Many people experience problems with acquiring proper, restful sleep. We often associate this with direct causes like stress, anxiety, or diet. Have you ever thought about your overall daily posture and, in particular, your head position as being part of the reason for poor sleep patterns? Many chronic health symptoms can actually be indirect results of maladies originating in seemingly unrelated areas of the body.
How poor head posture can adversely affect your sleep
As a society that shifts more and more into the classic seated chair posture, many people become unaware of the poor alignment that often sets into the head and neck. From a gravitational perspective, the head (and its weight) is meant to sit OVER the inherent curvatures of the spine so the upper vertebra can effectively carry the load of the skull.
Common poor posture sets in for most people when the head draws forward of the spinal lines. This places chronic tension throughout the neck: the rear aspect of neck tissues become tense and over-elongated, the neck curvature dissolves losing its ability to take skull loading, and the front neck muscles also become undesirably strengthened. Overall, a great imbalance of loading and muscle tension develops. Result? Neck pain!
The other common side effect of head-forward posture is a tendency to shift into "mouth breathing" over nostril breathing. The combination of neck pain and mouth breathing has a direct affect on overall breathing patterns. Chronic pain as well as mouth breathing inhibits lower lung (diaphragm) breathing. Inefficient breathing mechanics sets in where breathing is localized in the upper lungs (called apical breathing).
The Blood’s Role in Breathing
Apical breathing has a cascading effect – we start to breathe more rapidly and shallowly. This breath pattern increases our exhalation rate and thus the venting off of carbon dioxide (CO2). CO2, when in the blood, exists primarily as an acid – if we vent off too much of CO2 (hence the "acid"), our blood pH moves into a more alkaline state.
The ability of our hemoglobin to deliver oxygen to our tissues is enhanced in a relatively acidic environment (at the tissue level) – this is called the Bohr Effect. When our system becomes more alkaline (due to the increased venting of CO2), oxygen delivery by hemoglobin is inhibited. With less oxygen available to our cells, the tissues shift from an efficient aerobic respiration to more anaerobic respiration.

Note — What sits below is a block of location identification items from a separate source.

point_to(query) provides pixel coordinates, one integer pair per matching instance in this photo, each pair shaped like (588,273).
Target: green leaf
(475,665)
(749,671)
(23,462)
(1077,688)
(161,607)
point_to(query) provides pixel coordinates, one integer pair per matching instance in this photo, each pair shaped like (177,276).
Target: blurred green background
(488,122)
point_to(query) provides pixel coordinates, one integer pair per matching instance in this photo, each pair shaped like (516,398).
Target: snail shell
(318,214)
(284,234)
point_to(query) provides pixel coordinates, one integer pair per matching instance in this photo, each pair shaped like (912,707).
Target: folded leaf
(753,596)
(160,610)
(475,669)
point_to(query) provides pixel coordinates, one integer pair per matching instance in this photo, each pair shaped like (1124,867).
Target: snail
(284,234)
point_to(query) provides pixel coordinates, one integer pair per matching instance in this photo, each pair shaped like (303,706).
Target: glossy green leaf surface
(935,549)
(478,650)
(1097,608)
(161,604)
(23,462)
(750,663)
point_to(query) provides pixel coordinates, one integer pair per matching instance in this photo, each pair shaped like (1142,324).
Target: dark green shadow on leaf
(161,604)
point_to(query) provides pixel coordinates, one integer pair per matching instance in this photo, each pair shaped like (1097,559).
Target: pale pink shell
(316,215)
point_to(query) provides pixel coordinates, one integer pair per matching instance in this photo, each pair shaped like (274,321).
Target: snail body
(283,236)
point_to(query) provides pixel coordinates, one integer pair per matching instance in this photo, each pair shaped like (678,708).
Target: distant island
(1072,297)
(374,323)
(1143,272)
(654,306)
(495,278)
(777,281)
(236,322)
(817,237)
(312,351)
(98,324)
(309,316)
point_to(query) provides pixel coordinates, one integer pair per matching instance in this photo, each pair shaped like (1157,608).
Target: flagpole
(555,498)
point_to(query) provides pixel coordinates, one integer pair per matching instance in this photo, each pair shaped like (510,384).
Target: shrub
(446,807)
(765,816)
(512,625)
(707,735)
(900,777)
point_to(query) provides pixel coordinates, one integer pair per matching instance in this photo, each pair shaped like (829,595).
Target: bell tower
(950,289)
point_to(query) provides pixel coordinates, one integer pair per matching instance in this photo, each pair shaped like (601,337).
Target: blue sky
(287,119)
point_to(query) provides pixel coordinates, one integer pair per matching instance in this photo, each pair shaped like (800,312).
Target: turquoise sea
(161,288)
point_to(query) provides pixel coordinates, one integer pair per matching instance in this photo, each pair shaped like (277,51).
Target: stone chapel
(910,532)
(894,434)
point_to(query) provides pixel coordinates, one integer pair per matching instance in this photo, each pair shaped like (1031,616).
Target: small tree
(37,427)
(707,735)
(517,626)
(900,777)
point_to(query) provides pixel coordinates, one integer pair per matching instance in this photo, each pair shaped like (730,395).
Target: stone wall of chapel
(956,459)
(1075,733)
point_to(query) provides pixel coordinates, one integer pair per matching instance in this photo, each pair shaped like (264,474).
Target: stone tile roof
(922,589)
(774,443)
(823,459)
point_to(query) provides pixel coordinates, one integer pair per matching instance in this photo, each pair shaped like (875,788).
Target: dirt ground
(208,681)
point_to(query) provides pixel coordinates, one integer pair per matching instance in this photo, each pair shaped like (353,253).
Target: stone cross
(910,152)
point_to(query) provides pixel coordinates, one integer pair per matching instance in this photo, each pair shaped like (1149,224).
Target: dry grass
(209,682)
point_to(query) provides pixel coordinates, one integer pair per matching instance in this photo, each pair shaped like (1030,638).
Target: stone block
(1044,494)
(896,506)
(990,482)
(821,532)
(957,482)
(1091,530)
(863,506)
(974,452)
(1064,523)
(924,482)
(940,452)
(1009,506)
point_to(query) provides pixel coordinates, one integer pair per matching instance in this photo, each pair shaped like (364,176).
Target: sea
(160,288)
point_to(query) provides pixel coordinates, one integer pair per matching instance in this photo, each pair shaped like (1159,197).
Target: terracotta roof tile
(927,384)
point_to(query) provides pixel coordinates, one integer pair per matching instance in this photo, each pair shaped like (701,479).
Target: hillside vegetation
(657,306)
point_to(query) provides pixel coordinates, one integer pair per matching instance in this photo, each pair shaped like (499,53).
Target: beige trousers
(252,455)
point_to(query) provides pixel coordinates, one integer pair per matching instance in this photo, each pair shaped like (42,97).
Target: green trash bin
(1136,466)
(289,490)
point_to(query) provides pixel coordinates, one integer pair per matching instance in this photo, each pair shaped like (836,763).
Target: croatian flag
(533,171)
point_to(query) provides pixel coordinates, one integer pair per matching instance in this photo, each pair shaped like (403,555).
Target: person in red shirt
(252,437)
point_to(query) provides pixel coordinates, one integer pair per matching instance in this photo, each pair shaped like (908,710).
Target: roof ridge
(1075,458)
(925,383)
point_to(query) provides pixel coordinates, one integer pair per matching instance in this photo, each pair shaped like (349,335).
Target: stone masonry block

Anaerobic respiration has been shown to increase the production and circulation of cortisol, a steroid hormone produced by the adrenal glands. Cortisol is typically produced in states of stress. The general function and effects of cortisol are increased blood sugar (through gluconeogenesis), suppression of the immune system, and increased fat, protein, and carbohydrate metabolism.
With the body mimicking a low level "fight or flight" state, another effect of cortisol production is the disruption of healthy sleep patterns. With the body encountering poor sleep, the nervous system remains in a state of arousal. Also, fatigue tends to cause one to fall deeper in poor posture habits. Result? The cycle feedbacks onto itself causing sustained apical breathing and the cascading effects.
Here is a summarized version of this pathway:
- Head-forward posture causes mouth breathing and pain
- Body shifts into apical breathing
- Increased venting off of CO2
- Increased respiratory alkalosis (blood pH increases towards alkaline state)
- Increased Bohr Effect leading to decreased oxygen to tissues
- Increased anaerobic respiration
- Increased cortisol release
- Reduced ability to have restful sleep patterns
- Increased arousal due to poor sleep and increased head-forward posture
- Further shifts into apical breathing
Consider how you sit throughout the day. Address issues of poor sitting posture and work ergonomics – chair height, viewing levels and angles of computers and reading material, and find ways to take breaks to stretch and realign the body. Besides some of the obvious benefits of improving your neck posture, maintaining better head alignment in upright and seated positions may offer support for better sleep.